De fato, o presidente russo tem motivos para temer os paralelos com 1917. A guerra contra a Ucrânia que ele lançou no ano passado não está indo “conforme o planejado”, como ele afirmou no passado. No ano passado, sua blitzkrieg em direção a Kiev e as tentativas de tomar toda a Ucrânia na margem esquerda do rio Dnieper e ao longo da costa do Mar Negro fracassaram. Este ano, suas forças não conseguiram assumir o controle de todas as regiões de Donetsk ou Luhansk, que ele declarou parte da Rússia em outubro.
Enquanto isso, Putin perdeu um de seus comandantes militares mais eficazes em Prigozhin e, por mais que tente reconstituir o Grupo Wagner, é improvável que continue sendo a força poderosa que costumava ser. Isso provavelmente ajudará a Ucrânia, que recentemente lançou seu contra-ataque e está liberando territórios no leste e no sul. No rescaldo da rebelião de Prigozhin, Kiev supostamente estabeleceu uma cabeça de ponte na margem esquerda do Dnieper na região de Kherson e também reivindicado ganhos nas regiões de Donetsk e Zaporizhia.
A economia russa também sofreu um duro golpe devido à guerra e à crescente lista de sanções que a União Europeia, os Estados Unidos e seus aliados impuseram. Tornou-se mais dependente das exportações para a China, que, por sua vez, continua relutante em fornecer novos financiamentos substanciais à Rússia. Pequim também atrasou um acordo para construir o gasoduto Power of Siberia 2, que Putin precisa desesperadamente para substituir as vendas perdidas de gás na Europa.
Uma semana antes dos distúrbios, a mídia russa relatado Os bancos chineses já estavam restringindo as transferências em renminbi de bancos russos para terceiros países e Pequim dificilmente verá qualquer incentivo para se apegar mais a Putin agora.
É claro que o Kremlin ainda não está em uma crise do mesmo tamanho da de 1917, mas também ainda não vimos como terminará o motim de Prigozhin. Ele realmente retirou seus lutadores de Rostov-on-Don e Voronezh, mas o que acontecerá com ele a seguir ainda não está claro. As acusações de traição contra Prigozhin, que deveriam ter sido retiradas sob o acordo que ele fez com Lukashenko, ainda estão em vigor.

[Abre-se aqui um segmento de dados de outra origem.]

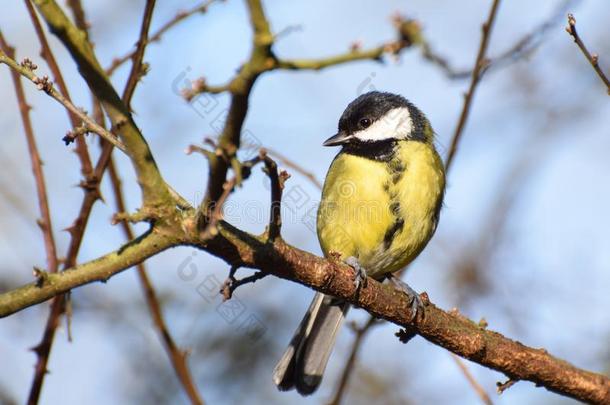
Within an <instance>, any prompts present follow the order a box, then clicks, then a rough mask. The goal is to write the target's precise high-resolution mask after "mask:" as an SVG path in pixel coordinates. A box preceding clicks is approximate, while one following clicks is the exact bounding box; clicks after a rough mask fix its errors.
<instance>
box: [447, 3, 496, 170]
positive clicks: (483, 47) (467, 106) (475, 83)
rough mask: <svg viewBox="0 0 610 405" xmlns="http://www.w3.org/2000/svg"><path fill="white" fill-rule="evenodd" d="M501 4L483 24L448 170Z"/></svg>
mask: <svg viewBox="0 0 610 405" xmlns="http://www.w3.org/2000/svg"><path fill="white" fill-rule="evenodd" d="M499 5H500V0H494V1H493V4H492V6H491V9H490V10H489V16H488V17H487V21H486V22H485V23H484V24H483V26H482V34H481V43H480V44H479V51H478V53H477V58H476V61H475V63H474V68H473V69H472V77H471V79H470V88H469V89H468V93H466V96H465V97H464V106H463V107H462V113H461V114H460V119H459V121H458V124H457V127H456V128H455V132H454V134H453V138H452V139H451V146H450V147H449V153H448V154H447V159H446V160H445V169H446V170H447V171H449V168H450V167H451V164H452V163H453V158H454V156H455V153H456V152H457V145H458V142H459V141H460V138H461V136H462V133H463V131H464V127H465V126H466V121H467V120H468V114H469V113H470V106H471V105H472V100H473V98H474V93H475V91H476V88H477V85H478V84H479V81H480V80H481V74H482V71H483V70H484V69H485V68H486V67H487V60H486V59H485V53H486V52H487V45H488V44H489V38H490V36H491V30H492V28H493V24H494V21H495V19H496V15H497V11H498V6H499Z"/></svg>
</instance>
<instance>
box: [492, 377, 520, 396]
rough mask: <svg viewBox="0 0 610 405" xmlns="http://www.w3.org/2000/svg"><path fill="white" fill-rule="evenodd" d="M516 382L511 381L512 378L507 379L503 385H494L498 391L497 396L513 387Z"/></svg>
mask: <svg viewBox="0 0 610 405" xmlns="http://www.w3.org/2000/svg"><path fill="white" fill-rule="evenodd" d="M517 382H518V380H513V379H512V378H509V379H508V380H506V381H505V382H503V383H501V382H497V383H496V387H497V389H498V394H502V393H504V391H506V390H507V389H509V388H510V387H512V386H513V385H515V383H517Z"/></svg>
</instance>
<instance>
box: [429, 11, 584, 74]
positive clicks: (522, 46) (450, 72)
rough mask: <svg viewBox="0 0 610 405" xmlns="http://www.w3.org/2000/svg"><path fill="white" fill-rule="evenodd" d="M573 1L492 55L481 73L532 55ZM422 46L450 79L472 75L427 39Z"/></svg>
mask: <svg viewBox="0 0 610 405" xmlns="http://www.w3.org/2000/svg"><path fill="white" fill-rule="evenodd" d="M573 3H575V0H564V1H563V2H561V3H559V4H558V5H557V7H556V8H555V9H554V10H553V12H552V13H551V15H550V16H549V17H548V18H547V19H546V20H544V21H542V22H541V23H540V24H538V25H537V26H536V27H534V28H533V29H532V30H531V31H530V32H528V33H527V34H525V35H523V37H521V38H520V39H518V40H517V41H516V42H515V43H514V44H513V45H512V46H510V47H509V48H507V49H506V50H504V51H503V52H501V53H499V54H498V55H495V56H493V57H490V58H489V60H488V63H487V67H486V68H485V69H484V71H483V72H481V73H482V74H489V73H490V72H492V71H496V70H498V69H500V68H505V67H508V66H510V65H512V64H513V63H516V62H518V61H520V60H522V59H524V58H526V57H528V56H529V55H531V54H532V53H533V52H534V51H535V50H536V49H537V48H538V47H539V46H540V44H541V43H542V42H543V39H544V37H545V35H546V34H547V33H548V32H549V31H552V28H554V27H555V25H557V24H559V22H560V21H563V17H564V15H565V13H566V11H567V10H568V9H569V7H570V6H571V5H572V4H573ZM421 48H422V56H423V57H424V59H426V60H428V61H429V62H432V63H433V64H435V65H437V66H438V67H439V68H440V69H441V70H442V71H443V72H444V73H445V75H446V76H447V77H448V78H449V79H451V80H462V79H467V78H469V77H471V76H472V70H473V69H463V70H459V69H456V68H455V67H453V66H452V65H451V63H450V62H449V60H448V59H447V58H445V57H444V56H442V55H440V54H438V53H437V52H436V51H435V50H434V49H433V47H432V46H431V45H430V43H429V42H428V41H426V40H425V39H424V40H422V44H421Z"/></svg>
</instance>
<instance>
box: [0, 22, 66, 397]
mask: <svg viewBox="0 0 610 405" xmlns="http://www.w3.org/2000/svg"><path fill="white" fill-rule="evenodd" d="M0 47H1V48H2V51H3V52H5V53H6V54H7V55H8V56H9V57H10V58H14V57H15V50H14V48H13V47H11V46H9V45H8V44H7V43H6V41H5V40H4V37H3V36H2V33H1V32H0ZM11 76H12V79H13V84H14V87H15V93H16V95H17V101H18V104H19V111H20V113H21V119H22V122H23V128H24V133H25V137H26V141H27V145H28V151H29V155H30V160H31V165H32V172H33V173H34V178H35V180H36V191H37V194H38V206H39V210H40V215H41V219H40V220H39V221H38V225H39V226H40V228H41V230H42V233H43V238H44V243H45V251H46V255H47V266H48V270H49V271H50V272H52V273H56V272H57V270H58V267H59V265H58V259H57V248H56V245H55V239H54V237H53V229H52V223H51V213H50V209H49V201H48V197H47V189H46V183H45V178H44V172H43V170H42V161H41V159H40V153H39V151H38V147H37V145H36V137H35V136H34V130H33V129H32V123H31V120H30V109H31V107H30V106H29V105H28V104H27V101H26V98H25V92H24V90H23V85H22V83H21V76H20V75H19V73H18V72H17V71H16V70H14V69H11ZM58 299H60V298H56V300H58ZM49 320H50V321H51V320H52V322H53V324H54V325H56V324H57V322H58V318H57V317H55V316H53V314H51V315H50V317H49ZM45 335H46V334H45ZM44 343H45V339H43V340H42V343H41V344H40V345H38V346H37V347H35V348H34V351H35V352H36V353H37V354H38V361H37V362H36V366H35V368H34V370H35V371H34V373H35V374H34V381H33V383H32V387H31V389H30V394H29V397H28V404H36V403H38V399H39V397H40V391H41V390H42V381H43V378H44V375H45V374H46V373H47V362H48V356H45V355H44V349H45V345H44Z"/></svg>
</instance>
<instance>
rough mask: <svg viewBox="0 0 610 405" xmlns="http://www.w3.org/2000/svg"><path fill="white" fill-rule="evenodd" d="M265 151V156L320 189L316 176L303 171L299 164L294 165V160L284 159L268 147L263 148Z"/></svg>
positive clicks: (320, 183)
mask: <svg viewBox="0 0 610 405" xmlns="http://www.w3.org/2000/svg"><path fill="white" fill-rule="evenodd" d="M265 150H266V151H267V154H268V155H269V156H272V157H274V158H275V159H276V160H278V161H280V162H281V163H283V164H284V165H285V166H286V167H289V168H291V169H292V170H294V171H295V172H297V173H300V174H301V175H303V176H304V177H305V178H306V179H308V180H309V181H310V182H311V183H312V184H313V185H314V186H316V187H317V188H319V189H320V190H321V189H322V183H320V180H318V179H317V178H316V176H315V175H314V174H313V173H312V172H310V171H309V170H307V169H305V168H304V167H303V166H301V165H300V164H298V163H296V162H295V161H294V160H292V159H290V158H288V157H286V156H285V155H283V154H281V153H280V152H277V151H275V150H273V149H270V148H268V147H265Z"/></svg>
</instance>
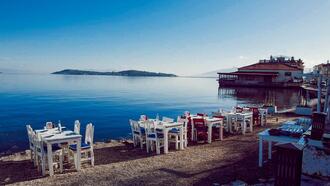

Houve relatos de que ele está em Minsk, embora as autoridades bielorrussas tenham negado que estejam cientes de sua chegada e seja difícil ver como eles podem fornecer um refúgio para ele, dado o passado disputas entre Prigozhin e Lukashenko. Putin é conhecido por ver a traição como imperdoável, mas tomar novas medidas contra Prigozhin também pode desestabilizar ainda mais a situação. Depois que o gênio sai da garrafa, é difícil colocá-lo de volta.
Também não está claro o que acontecerá com as operações lucrativas de Wagner na África, onde o grupo estaria diretamente envolvido na mineração de ouro e outros minerais preciosos. O ministro das Relações Exteriores da Rússia, Sergei Lavrov, disse que eles permanecerão no local, mas acredita-se que as unidades Wagner envolvidas sejam aquelas que serviram Prigozhin por mais tempo e provavelmente são mais leais a ele. Portanto, se eles aceitariam uma nova liderança ou resistiriam, ainda não se sabe.
Em 26 de junho, Prigozhin finalmente quebrou seu silêncio, jurando que Wagner continuará operando e afirmando que não pretendia derrubar Putin. Essas palavras seriam impensáveis apenas quatro dias atrás e, embora Putin tenha conseguido sobreviver à rebelião, a trégua entre os dois pode ser passageira. As rodas da mudança foram postas em movimento e é difícil prever para onde elas levarão a Rússia.
As opiniões expressas neste artigo são do próprio autor e não refletem necessariamente a posição editorial da Al Jazeera.